Mallory’s confusion is evident in the deepening furrow lines on her forehead. “But what is the experiment?”
I shrug my shoulders and fake being okay with not knowing precisely. “They don’t tell the test subjects why they’re being experimented on. I just know it involved putting tech inside me, and controlling my environment, and monitoring my responses to emotional stimulus—"
She cuts me off with a shake of her head. “I saw. You attacked your brother when Jed was born.”
My stomach drops to my toes. I swallow hard. She knows more about me, seen more of what I’m capable of, and she’s still speaking to me?
“I’m not proud of what I can do when provoked. But if I had to, I’d do it again. Jed deserved a chance at life.”

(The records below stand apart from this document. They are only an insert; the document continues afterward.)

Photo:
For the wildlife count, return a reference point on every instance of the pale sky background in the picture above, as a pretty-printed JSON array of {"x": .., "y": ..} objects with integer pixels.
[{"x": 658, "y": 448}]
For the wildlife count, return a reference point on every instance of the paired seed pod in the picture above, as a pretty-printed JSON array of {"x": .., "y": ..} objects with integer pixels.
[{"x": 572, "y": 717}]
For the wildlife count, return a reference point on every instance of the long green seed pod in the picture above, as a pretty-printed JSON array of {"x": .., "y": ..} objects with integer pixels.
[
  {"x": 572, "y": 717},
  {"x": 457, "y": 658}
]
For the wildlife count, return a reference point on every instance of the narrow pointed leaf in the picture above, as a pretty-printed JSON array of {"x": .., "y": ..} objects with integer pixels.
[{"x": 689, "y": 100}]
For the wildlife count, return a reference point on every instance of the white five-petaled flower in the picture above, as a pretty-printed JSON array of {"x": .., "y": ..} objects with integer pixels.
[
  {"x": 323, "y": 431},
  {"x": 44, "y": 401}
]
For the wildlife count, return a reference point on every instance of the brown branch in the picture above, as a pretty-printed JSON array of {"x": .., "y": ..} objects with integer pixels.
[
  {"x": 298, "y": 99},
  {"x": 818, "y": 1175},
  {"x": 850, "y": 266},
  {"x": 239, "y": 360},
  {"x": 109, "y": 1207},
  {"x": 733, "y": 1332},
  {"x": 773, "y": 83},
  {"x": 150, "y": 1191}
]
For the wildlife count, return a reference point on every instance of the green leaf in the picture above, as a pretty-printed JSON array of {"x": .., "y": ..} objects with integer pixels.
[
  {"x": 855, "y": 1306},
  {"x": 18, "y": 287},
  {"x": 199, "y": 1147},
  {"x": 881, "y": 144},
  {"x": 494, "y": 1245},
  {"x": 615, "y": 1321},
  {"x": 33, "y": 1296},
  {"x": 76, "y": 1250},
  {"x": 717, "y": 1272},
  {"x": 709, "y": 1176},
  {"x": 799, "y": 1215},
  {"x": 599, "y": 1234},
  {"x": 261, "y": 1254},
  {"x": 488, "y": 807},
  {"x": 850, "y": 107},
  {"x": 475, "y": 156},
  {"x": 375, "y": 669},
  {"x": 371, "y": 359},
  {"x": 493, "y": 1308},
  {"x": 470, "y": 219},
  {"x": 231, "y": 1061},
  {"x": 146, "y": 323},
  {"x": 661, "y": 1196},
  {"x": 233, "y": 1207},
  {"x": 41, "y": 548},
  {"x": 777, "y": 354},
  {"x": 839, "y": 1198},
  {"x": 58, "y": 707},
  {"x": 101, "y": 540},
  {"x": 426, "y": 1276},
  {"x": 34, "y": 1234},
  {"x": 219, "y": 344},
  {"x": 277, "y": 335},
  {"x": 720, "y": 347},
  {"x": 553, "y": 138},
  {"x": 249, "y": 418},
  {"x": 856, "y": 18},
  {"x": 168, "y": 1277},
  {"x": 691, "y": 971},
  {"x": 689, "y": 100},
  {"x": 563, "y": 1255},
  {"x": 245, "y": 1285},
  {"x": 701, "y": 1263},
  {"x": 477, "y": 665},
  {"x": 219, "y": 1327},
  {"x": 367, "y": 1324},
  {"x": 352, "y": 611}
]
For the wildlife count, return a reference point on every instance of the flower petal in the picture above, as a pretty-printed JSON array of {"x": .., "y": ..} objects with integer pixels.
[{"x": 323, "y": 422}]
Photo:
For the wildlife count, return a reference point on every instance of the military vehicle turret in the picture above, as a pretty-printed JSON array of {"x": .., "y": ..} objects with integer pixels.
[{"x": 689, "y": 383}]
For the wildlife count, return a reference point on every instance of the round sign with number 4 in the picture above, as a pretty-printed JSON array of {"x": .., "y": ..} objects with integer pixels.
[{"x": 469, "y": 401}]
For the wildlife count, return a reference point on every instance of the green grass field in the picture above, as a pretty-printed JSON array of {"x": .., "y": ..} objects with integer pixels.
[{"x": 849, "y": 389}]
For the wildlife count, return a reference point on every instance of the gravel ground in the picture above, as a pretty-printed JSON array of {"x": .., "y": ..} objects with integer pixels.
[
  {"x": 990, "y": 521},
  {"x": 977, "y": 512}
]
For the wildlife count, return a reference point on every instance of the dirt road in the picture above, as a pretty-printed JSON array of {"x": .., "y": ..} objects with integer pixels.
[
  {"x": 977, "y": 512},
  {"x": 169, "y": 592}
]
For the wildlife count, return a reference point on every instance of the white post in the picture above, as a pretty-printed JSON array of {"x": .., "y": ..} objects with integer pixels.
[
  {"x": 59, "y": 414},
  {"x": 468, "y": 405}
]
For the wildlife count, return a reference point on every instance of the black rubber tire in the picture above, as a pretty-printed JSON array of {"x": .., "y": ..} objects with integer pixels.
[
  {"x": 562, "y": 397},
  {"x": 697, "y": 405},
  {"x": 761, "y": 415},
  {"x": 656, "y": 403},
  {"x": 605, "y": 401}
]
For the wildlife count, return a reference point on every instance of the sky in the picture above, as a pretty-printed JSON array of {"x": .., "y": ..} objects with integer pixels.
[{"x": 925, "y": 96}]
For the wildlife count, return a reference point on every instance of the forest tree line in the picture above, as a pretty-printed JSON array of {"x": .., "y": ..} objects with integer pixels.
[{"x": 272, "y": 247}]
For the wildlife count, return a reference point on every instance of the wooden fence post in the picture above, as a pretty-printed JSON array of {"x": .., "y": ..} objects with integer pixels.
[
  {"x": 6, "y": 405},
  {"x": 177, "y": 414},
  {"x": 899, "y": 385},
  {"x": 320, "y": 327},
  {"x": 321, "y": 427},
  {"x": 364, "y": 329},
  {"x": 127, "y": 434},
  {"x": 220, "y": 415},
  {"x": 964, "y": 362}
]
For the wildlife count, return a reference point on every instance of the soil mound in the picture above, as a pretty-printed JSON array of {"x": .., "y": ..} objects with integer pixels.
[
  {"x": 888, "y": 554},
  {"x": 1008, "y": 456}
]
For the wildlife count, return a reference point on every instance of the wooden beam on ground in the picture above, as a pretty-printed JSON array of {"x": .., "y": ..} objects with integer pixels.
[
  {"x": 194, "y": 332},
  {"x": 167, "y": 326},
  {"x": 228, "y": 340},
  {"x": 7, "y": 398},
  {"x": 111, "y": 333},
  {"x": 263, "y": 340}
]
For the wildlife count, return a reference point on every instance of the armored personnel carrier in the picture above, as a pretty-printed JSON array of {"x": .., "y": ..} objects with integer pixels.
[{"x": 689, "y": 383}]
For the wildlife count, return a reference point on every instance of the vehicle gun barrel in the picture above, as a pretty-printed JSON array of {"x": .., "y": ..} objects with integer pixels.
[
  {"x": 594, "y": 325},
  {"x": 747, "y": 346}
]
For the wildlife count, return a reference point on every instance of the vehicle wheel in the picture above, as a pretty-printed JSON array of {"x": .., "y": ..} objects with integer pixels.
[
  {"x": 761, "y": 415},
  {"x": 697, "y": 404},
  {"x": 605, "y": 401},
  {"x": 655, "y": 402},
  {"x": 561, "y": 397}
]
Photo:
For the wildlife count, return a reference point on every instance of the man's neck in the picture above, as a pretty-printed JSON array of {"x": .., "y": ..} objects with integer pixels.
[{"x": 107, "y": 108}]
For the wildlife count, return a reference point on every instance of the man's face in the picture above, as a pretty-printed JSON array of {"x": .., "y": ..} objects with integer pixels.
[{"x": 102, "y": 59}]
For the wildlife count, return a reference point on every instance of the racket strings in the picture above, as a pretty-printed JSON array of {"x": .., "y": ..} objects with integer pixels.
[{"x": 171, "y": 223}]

Her eyes drift to the open door to the hut. Her posture stiffens so I know Kit is waiting for me.
I extend my hand to Mallory, leaving it there between us as a bridge I hope she’ll cross.
She doesn’t hesitate but her expression stays blank as she grips my hand and holds tight.
I manage a tiny smile as we reach the hut and I see Jackson lying on the bed, looking pissed off.
He smirks at me. “Please tell me you at least managed to bust a couple G skulls again? Drew said they shut off the camera inside your room. We have no footage. Not like last time.”
I flinch as Mallory’s fingers leave mine and she stares at the floor. I flick a look around the hut, expecting to see a spikey haired cocky Trey hanging around.
“Where’s Trey?”
When no one looks me in the eye. I know it’s bad. “Right,” I say as I sit down on the couch.
I don’t want to be tactless given Kit’s relationship with Trey, and his friendship with Jackson, so I clear my throat and try not to put my foot in it. “Do you know where he is?”
It’s Mallory who answers in a shaky voice while the others exchange glances. “We’re not sure. He might be with some of the ghosts who were taken.”
I look to Kit, hoping she remembers her earlier promise to me. “Hold up. Who are these ghosts?”
Kit slumps back in her chair, looking about as tired as I feel. Whatever answer she gives, it’s not going to be overly simple, and judging by the dark look crossing Jackson’s face, the G will be involved.
“The ghosts are the original experiments and their descendants,” Kit begins.
I don’t really even need to hear the rest.